Violette lui met la main sur l’épaule pour l’interrompre, des clients entrent. Elle repart un peu perplexe sur le flot de ses paroles. Quel délire cet écrivain ! Comme si les pâtisseries pouvaient avoir un tel effet sur une personne… mais dans le fond, c’était touchant.

Tournant le dos à la salle, cherchant un sac sous le comptoir, Violette entend la porte d’entrée claquer avec force. Il est parti. 

9. Dans le fond, on s’abîme 

Quel cinéma ! Boris ne devrait pas écrire, mais tourner un film. C’est maintenant tous les jours qu’il retourne à sa source d’inspiration. Et c’est sans surprise qu’il part en courant dès la dernière fourchette engloutie. C’est sans fin ! Tous les jours de nouvelles créations qu’il déguste sans hésitation. Il est devenu boulimique. D’une pièce, il en dévore à présent deux ou trois et si Violette ne l’arrêtait pas, il engloutirait toute la boutique !

Il vient matin et après-midi. Violette est inquiète. Ce n’est pas son affaire, mais à force de le voir, elle a comme un sentiment d’affection qui est apparu, une envie de lui prendre la main. Ils échangent de plus en plus sur leurs vies et leurs histoires. Quelques minutes suffisent pour qu’ils se comprennent. C’est un lien hors normes qui s’est finalement créé. De le voir venir aussi souvent la touche, mais elle se doute bien que ce n’est pas pour elle ; quelque chose ne tourne pas rond… car ce sont bien des rondeurs qui commencent à apparaître sur tout son corps. D’être fébrile et rachitique, il est devenu robuste, poignées d’amour à l’appui. En si peu de temps c’est étonnant. Son regard vide est passé de pétillant à vitreux. Elle sent derrière tout cela une multitude d’idées, un foisonnement d’instants qu’elle essaie de percer. Mais il reste discret sur ses inspirations, passe vite commande en exprimant à chaque nouvelle pièce son contentement. Parfois un simple « je me suis régalé », mais d’autres fois des propos incohérents qui laissent Violette démunie quant au bon fonctionnement de l’esprit édulcoré de Boris. 
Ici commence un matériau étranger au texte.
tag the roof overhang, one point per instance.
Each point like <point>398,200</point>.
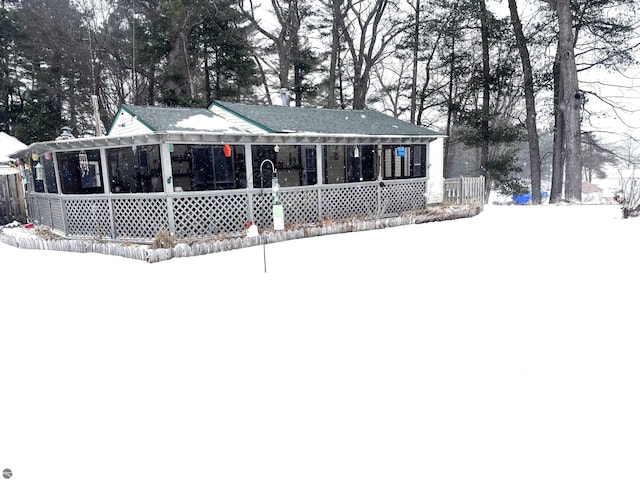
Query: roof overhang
<point>40,148</point>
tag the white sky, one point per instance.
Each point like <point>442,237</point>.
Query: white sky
<point>499,347</point>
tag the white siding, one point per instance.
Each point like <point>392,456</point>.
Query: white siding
<point>435,187</point>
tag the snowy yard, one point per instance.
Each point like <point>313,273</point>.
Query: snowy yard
<point>502,347</point>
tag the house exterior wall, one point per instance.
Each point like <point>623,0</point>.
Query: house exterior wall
<point>435,184</point>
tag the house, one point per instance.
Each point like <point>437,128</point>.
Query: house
<point>199,172</point>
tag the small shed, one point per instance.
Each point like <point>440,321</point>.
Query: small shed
<point>591,193</point>
<point>12,204</point>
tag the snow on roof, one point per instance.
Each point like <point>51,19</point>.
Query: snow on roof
<point>207,123</point>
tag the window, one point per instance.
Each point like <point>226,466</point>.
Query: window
<point>80,171</point>
<point>296,165</point>
<point>208,167</point>
<point>135,169</point>
<point>49,173</point>
<point>401,161</point>
<point>350,163</point>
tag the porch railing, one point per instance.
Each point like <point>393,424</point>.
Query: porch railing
<point>209,214</point>
<point>464,190</point>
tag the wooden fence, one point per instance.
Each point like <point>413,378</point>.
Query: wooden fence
<point>464,191</point>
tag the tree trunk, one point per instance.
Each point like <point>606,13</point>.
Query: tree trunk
<point>557,172</point>
<point>529,96</point>
<point>486,85</point>
<point>335,52</point>
<point>414,73</point>
<point>570,103</point>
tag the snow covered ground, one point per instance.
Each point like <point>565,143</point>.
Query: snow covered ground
<point>504,346</point>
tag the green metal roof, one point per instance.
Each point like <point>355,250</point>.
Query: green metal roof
<point>165,119</point>
<point>324,121</point>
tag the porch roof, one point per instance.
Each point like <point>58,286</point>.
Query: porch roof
<point>277,119</point>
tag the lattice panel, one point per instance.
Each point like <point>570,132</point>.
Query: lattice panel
<point>57,215</point>
<point>402,197</point>
<point>88,218</point>
<point>263,210</point>
<point>140,217</point>
<point>351,201</point>
<point>201,216</point>
<point>44,211</point>
<point>300,207</point>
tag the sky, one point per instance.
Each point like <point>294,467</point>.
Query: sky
<point>503,346</point>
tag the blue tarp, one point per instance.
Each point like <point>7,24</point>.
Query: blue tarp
<point>526,198</point>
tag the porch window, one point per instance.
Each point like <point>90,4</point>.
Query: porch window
<point>350,163</point>
<point>296,165</point>
<point>80,172</point>
<point>135,169</point>
<point>403,161</point>
<point>49,173</point>
<point>208,167</point>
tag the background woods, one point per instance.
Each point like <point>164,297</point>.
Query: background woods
<point>511,84</point>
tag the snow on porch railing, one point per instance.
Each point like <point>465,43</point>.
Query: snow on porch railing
<point>464,190</point>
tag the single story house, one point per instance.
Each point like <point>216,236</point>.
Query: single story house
<point>201,172</point>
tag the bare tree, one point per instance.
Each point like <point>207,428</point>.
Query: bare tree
<point>369,30</point>
<point>530,103</point>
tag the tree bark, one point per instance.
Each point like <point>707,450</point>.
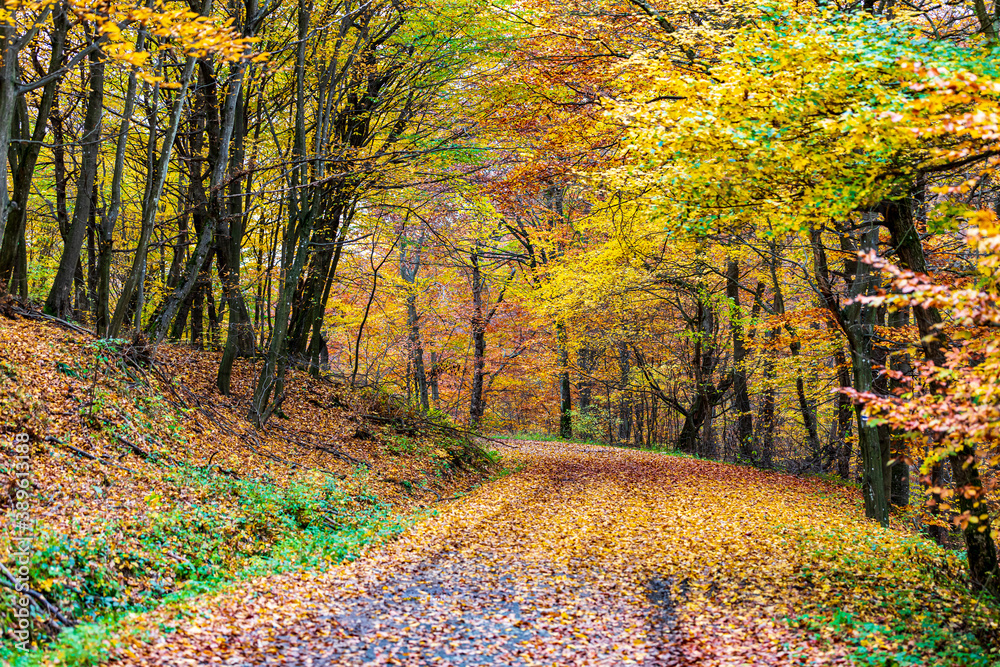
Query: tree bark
<point>741,393</point>
<point>59,302</point>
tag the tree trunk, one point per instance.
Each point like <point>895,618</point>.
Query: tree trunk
<point>13,245</point>
<point>59,302</point>
<point>741,393</point>
<point>477,404</point>
<point>860,319</point>
<point>981,549</point>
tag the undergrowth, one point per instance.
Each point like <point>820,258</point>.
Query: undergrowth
<point>212,530</point>
<point>899,601</point>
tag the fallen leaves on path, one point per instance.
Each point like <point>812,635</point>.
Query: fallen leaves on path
<point>590,556</point>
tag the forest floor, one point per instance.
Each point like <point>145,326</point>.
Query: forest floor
<point>351,531</point>
<point>602,556</point>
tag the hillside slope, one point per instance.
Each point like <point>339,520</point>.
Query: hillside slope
<point>145,483</point>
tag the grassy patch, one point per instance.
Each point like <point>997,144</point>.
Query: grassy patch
<point>212,530</point>
<point>898,601</point>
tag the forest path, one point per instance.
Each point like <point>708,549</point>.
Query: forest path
<point>588,556</point>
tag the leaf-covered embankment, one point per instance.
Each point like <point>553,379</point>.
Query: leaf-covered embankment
<point>145,483</point>
<point>601,556</point>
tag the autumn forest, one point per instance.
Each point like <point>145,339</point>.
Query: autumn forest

Elle essaie de le raisonner, cherche des excuses. Elle aimerait lui venir en aide mais il part alors dans des excès de colère qui surprennent autant Violette que lui-même. Il argumente voire la supplie de lui fournir encore des douceurs. 

De charmante, la situation tourne au drame. C’est avec l’aide du maître pâtissier que Boris est interdit d’accès. Vu la force et les arguments déployés, il capitule. 
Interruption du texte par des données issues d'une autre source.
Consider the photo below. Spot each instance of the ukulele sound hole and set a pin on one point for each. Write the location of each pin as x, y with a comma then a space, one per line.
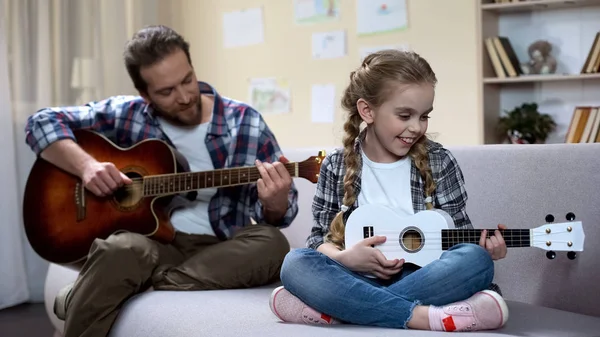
411, 239
129, 196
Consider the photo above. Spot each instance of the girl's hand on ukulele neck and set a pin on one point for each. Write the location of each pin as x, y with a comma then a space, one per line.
364, 258
495, 244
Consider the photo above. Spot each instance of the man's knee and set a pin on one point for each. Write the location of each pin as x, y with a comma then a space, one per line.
268, 239
125, 246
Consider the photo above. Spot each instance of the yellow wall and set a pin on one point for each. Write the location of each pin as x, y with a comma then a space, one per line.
444, 32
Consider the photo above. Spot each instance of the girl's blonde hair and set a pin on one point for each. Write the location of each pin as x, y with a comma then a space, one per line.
373, 81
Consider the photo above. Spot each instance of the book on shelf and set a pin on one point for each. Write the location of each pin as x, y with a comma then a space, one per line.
584, 126
503, 57
592, 62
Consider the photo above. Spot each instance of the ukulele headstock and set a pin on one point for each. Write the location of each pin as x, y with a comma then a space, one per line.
310, 168
565, 236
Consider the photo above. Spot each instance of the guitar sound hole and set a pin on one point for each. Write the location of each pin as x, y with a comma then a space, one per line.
128, 196
411, 239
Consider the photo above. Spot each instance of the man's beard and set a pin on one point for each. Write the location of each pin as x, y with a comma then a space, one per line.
175, 117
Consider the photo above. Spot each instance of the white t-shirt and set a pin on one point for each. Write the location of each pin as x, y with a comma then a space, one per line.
387, 184
190, 142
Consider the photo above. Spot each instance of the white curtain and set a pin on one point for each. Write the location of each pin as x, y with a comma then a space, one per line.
52, 52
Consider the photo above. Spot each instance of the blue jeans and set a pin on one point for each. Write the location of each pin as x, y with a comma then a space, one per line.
329, 287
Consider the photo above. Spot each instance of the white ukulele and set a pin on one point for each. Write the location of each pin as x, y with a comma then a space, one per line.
423, 237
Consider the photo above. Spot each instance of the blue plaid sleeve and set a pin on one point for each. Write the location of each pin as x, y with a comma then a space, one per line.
51, 124
325, 202
269, 151
450, 191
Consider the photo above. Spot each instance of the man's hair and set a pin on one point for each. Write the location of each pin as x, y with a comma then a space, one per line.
147, 47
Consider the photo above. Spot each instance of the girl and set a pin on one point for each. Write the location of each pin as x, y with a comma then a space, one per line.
390, 161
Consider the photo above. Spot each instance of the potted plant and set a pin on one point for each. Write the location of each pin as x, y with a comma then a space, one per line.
525, 125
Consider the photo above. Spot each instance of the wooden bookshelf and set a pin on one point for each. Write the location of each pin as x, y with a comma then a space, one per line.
534, 5
570, 26
541, 78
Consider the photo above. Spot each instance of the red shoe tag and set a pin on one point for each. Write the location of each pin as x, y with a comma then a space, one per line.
449, 324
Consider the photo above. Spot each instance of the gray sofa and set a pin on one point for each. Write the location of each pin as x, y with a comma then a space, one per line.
518, 185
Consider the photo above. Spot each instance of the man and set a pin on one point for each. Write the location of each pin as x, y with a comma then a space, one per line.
214, 248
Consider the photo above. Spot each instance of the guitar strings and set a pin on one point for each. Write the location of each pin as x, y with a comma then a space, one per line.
158, 183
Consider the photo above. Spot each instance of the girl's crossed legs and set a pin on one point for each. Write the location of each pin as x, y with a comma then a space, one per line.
448, 294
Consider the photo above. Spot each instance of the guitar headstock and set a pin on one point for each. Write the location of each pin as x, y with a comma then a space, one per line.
310, 168
564, 236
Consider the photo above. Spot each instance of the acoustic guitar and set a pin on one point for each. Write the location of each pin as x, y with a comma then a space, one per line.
423, 237
62, 218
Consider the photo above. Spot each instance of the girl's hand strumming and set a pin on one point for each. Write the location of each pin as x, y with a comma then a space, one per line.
364, 258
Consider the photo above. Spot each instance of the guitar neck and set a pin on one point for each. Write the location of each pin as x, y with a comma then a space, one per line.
514, 238
189, 181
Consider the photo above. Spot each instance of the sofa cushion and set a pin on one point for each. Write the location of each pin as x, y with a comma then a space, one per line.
246, 312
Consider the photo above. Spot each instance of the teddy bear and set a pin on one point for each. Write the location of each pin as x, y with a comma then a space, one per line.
541, 62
Dès le lendemain, un personnage inattendu fait irruption dans la pâtisserie aux effets magiques. Clovis le cantonnier. 

  • Mais bonjour Clovis, que viens tu faire par-là ? Il n’y a rien à nettoyer dans la boutique, dit-elle d’un ton moqueur.
  • C’est’y que y parait que t’es pâtisses sont à crever. Alors j’m’en t’y vais goutoyer leur parfum! Mais d’l’emporter. J’n’en suis pas de c’te monde boutique!

Surprise, Violette lui présente les différentes créations tout en essayant de le sonder. Elle lui en emballe une dizaine. Et sans finesse, ni politesse, il s’empresse de quitter les lieux.

Deux jours passent, le revoici. Nerveux, il en commande une quinzaine cette fois-ci, prétextant une visite inattendue de sa famille. 

Deux jours après, il en commande une vingtaine. Sans explications et sur la défensive, il s’empresse de repartir avec son butin. 

Tous les deux jours il revient.

Pas de signe de Boris depuis son interdiction d’accès. Se doutant bien de ce qui se trame, Violette suit Clovis qui entre dans une demeure abandonnée depuis plusieurs années.

A peine une minute après son arrivée, Clovis, essoufflé et l’air paniqué, sort en mettant ce qui semble être une liasse de billets dans sa poche. Il s’arrête devant la porte dès que celle-ci a claqué, prend un mouchoir grisâtre et taché de différentes couleurs et retire son chapeau pour s’essuyer le front. Il regarde à droite et à gauche comme pour vérifier que personne ne l’ait vu et disparaît rapidement.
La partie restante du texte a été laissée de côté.